One-piece abutment

What is a one-piece abutment — sometimes called a screw-in abutment or monoblock abutment?

Dentists can use a one-piece abutment to fabricate a single abutment supported crown. These are decisions that a dentist and lab tech must make for implant dentistry. The style of abutment one chooses will influence the types of dental implant problems one can run into in the future. 

There are two basic designs for dental implant abutments

The majority of dental implant crowns today use a ti base system. That is debatable if that is a true abutment. Most crowns that are not using a ti base use a two piece abutment, these include MUAs. A small number of dental implants utilize a one-piece abutment still today. There are also rare uses for 3 piece abutments known as hybrid abutments.

1. A one-piece (screw-in / monoblock) abutment

  • The entire abutment threads directly into the implant

  • No separate abutment screw — the abutment is the screw

  • Torque is applied to the abutment body itself

  • Older design, still in use for some systems and narrow implants

2. A two-piece abutment (abutment + screw)

  • Abutment seats on the implant

  • Separate abutment screw holds it in place

  • This is the modern standard (Straumann, Nobel, BioHorizons, etc.)

Why the one-piece abutment fell out of favor

The main reason by far is the first one and for any dentist that has dealt with one unknowingly, they know how difficult things can be. Even if you know it’s a one piece abutment it’s harder to deal with.

  • If it loosens → you’re rotating the entire abutment, not just tightening a screw. Since there is a crown on the abutment, that means destroying the crown to get the abutment off.
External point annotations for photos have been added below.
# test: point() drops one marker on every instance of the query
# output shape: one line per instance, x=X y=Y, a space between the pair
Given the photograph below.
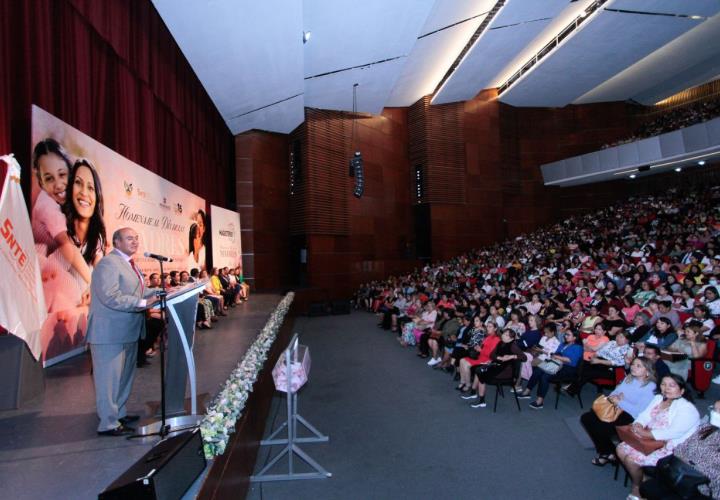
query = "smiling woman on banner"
x=52 y=167
x=83 y=209
x=196 y=243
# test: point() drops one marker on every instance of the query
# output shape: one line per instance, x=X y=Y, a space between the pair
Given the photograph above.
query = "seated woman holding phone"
x=631 y=397
x=690 y=345
x=669 y=419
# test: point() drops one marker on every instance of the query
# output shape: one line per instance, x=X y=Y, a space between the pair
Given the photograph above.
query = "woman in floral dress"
x=670 y=417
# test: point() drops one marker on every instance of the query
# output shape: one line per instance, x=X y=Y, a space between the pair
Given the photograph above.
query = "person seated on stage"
x=479 y=356
x=602 y=364
x=504 y=357
x=205 y=313
x=702 y=451
x=568 y=355
x=232 y=284
x=670 y=418
x=217 y=300
x=194 y=275
x=632 y=396
x=244 y=287
x=217 y=289
x=690 y=343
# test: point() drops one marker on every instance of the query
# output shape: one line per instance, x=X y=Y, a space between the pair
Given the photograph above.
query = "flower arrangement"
x=222 y=414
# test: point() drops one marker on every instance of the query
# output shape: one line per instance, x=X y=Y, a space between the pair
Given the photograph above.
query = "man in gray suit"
x=115 y=324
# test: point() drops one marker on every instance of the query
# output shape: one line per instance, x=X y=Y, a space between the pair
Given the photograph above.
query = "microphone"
x=157 y=257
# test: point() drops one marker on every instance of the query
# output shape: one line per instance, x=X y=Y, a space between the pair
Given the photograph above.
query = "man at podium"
x=116 y=322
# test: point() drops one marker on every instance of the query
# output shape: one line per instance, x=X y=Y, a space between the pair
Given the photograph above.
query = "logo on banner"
x=163 y=204
x=229 y=232
x=22 y=303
  • Harder to retrieve without damaging soft tissue or provisional

  • Worse for precise torque control

  • Less flexible prosthetically

One-piece dental implant abutment for a dental implant removal process
Had the dentist known ahead of time this was a one-piece dental implant abutment then they could cut the a slice through the mesial and distal and rotate the entire crown. That would require a good about of torque and tight grip on the crown. The best would probably be to do a mesial and distal slice and then a midline slice and apply some type of instrument to act as a lever to remove the abutment and crown together.

Where you still see one-piece dental implant abutments in use.
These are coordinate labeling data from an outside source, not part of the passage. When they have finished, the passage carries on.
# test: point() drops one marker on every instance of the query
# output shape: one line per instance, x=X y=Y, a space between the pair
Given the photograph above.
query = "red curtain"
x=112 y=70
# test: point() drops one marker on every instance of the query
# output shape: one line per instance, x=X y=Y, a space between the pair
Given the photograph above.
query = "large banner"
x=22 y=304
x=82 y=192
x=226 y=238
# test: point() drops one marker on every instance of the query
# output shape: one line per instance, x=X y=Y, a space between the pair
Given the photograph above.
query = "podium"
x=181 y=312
The most common uses today are when using the implant for retention or for zirconia implants. Systems like locator and ERA are one-piece abutments. Zirconia crowns often will have monoblock abutments as well.

  • Some narrow-diameter implants

  • Legacy systems

  • Certain tissue-level or immediate-load setups

  • One-piece implants (implant + abutment combined) — different beast but same idea

One implant has a two piece abutment and the other two have one piece abutments.
There are two clues that this implant has a one-piece abutment. The first is that is a very old tissue level Straumann dental implant. Those are more likely to use the one piece. The second clue is that this image has two Straumann dental implants but their abutments look different.

Quick abutment terminology cheat sheet

  • One-piece abutment = abutment screws directly into implant

  • Two-piece abutment = abutment retained by a screw

  • One-piece implant = implant and abutment are literally one unit (no interface at all). These would be narrow implants and zirconia only.